One of the most shocking revelations, given the acceptance of homosexuality in adult life, was the level of homophobic bullying found in schools. The commission found that two-thirds of "lesbian, gay and transgender" secondary students report that they have been victims of often severe bullying – 17% of those bullied reported having received death threats.

"It is a very worrying statistic," said a spokesman for Stonewall, the gay and lesbian rights group. "We have seen a number of recent high-profile homophobic hate crimes, including assault, where the attackers have been schoolchildren or school leavers."

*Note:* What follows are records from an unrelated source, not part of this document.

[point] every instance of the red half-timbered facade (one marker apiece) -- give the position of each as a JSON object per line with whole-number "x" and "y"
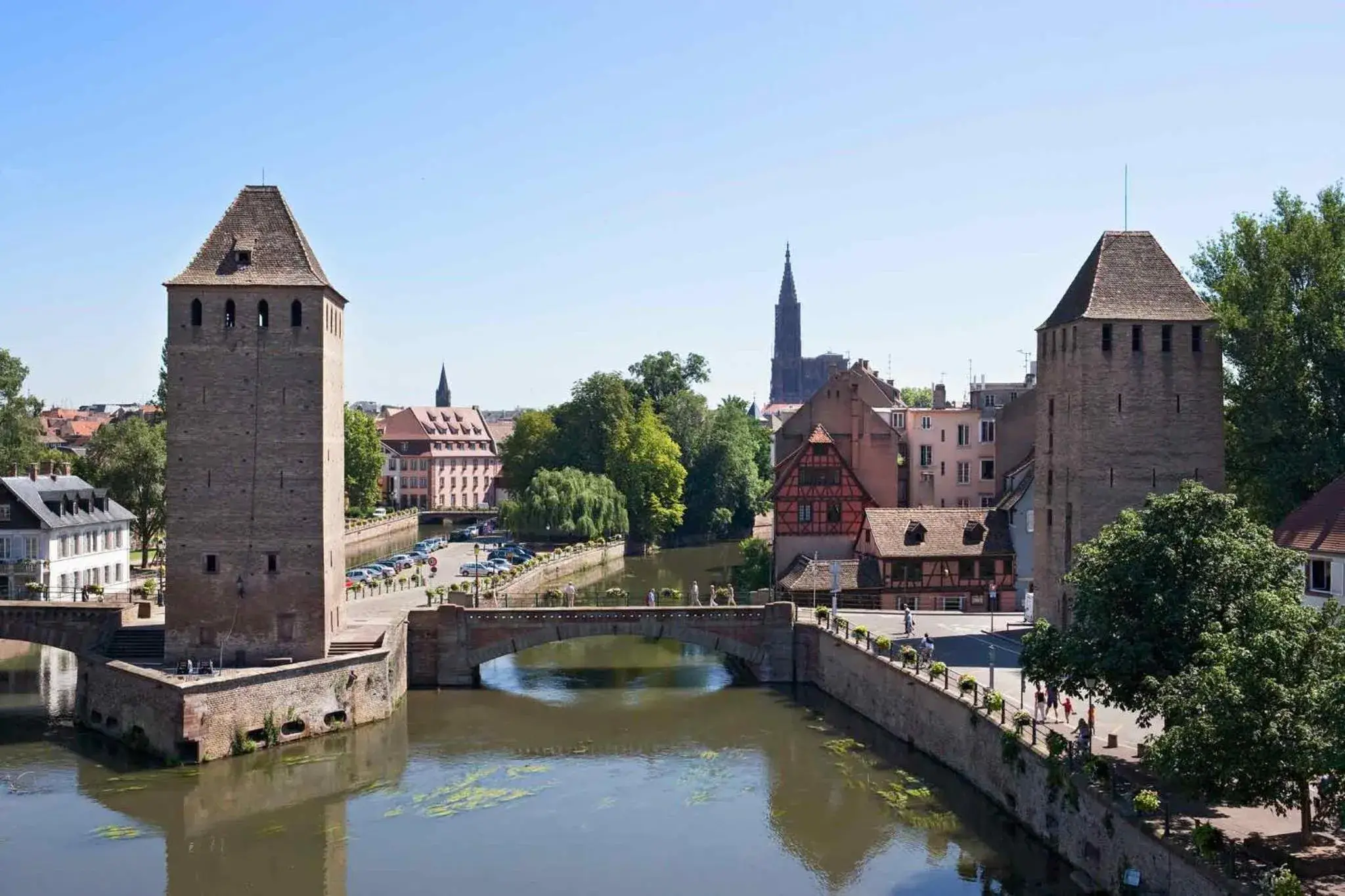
{"x": 942, "y": 558}
{"x": 817, "y": 494}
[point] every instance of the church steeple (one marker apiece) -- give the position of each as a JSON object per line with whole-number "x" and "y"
{"x": 443, "y": 398}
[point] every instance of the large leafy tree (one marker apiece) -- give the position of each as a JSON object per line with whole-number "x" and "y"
{"x": 1149, "y": 587}
{"x": 531, "y": 446}
{"x": 1255, "y": 717}
{"x": 19, "y": 425}
{"x": 643, "y": 463}
{"x": 568, "y": 505}
{"x": 129, "y": 458}
{"x": 363, "y": 459}
{"x": 1278, "y": 286}
{"x": 724, "y": 484}
{"x": 661, "y": 377}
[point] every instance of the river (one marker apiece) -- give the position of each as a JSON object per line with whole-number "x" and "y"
{"x": 599, "y": 766}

Another worrying feature of crime in Britain is the prevalence of rape – and the low rate of conviction. There has been no significant fall in the level of rape or serious sexual assault recorded in the British crime survey over the last five years. Over a quarter of all rapes reported to the police in England and Wales last year were committed against children aged under 16, while that figure rose to over half for male rapes.

The review acknowledges it is not definitive. It admits to "significant gaps in knowledge and data" about particular groups, such as transgender people.

A spokesman for the Government Equalities Office said: "When people are treated fairly, everyone in society benefits. That's why this government is committed to tackling all forms of inequality and discrimination, and we welcome the EHRC's contribution to the debate. We will be studying the review's conclusions carefully."